Earl Jones (investment advisor)

Bertram Earl Jones (born June 24, 1942) is a Canadian unlicensed investment adviser who pleaded guilty to running a Ponzi scheme that CBC News has reported cost his victims "a conservative estimate of about $51.3 million taken between 1982 and 2009".

[4] The Montreal Gazette reported Jones promised modest, steady returns on investment similar to the scheme by American fraudster Bernard Madoff.

[1] Throughout Jones’ career he developed a vast network of professional and financial liaisons, which included lawyers and notaries, mortgage and insurance brokers, and banks.

While the Crown Prosecutor and Sûreté du Québec investigators could not find sufficient evidence of criminal complicity, pending legal action in the Civil Courts has sought compensation for the victims in the far-reaching fraud.
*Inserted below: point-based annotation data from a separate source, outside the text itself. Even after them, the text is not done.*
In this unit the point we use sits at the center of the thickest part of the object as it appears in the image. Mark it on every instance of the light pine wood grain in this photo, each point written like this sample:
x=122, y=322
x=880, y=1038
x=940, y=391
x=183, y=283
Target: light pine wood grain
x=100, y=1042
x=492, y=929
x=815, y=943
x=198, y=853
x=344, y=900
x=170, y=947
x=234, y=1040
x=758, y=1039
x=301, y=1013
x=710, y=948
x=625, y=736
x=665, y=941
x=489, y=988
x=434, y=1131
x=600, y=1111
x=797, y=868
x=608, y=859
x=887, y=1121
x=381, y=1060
On July 15, 2010, some of Jones' victims were authorized by a Quebec Superior Court judge to launch a class action suit against his banker, Royal Bank of Canada (RBC).

The suit alleges that RBC enabled and assisted Jones to hijack, then fraudulently transfer, withdraw and misappropriate funds of the joint account held by the former client and her deceased mother.

The Investment Industry Regulatory Organization of Canada is currently conducting an investigation into the issue, which includes the RBC Dominion Securities advisers involved in the case, Jean Pierre Menard and Serge Leclaire.

[18] On August 2, 2010, lawyers representing another former client in a lawsuit in the Quebec Superior Courts against Industrial Alliance Insurance and Financial Services Inc, amended their Motion to Institute Proceedings to include notary Linda Frazer, a longtime associate of Jones.

[19] The suit alleges the Defendants acted with gross imprudence and negligence in the execution of a mortgage loan against the elderly client's home, which she had no knowledge of signing.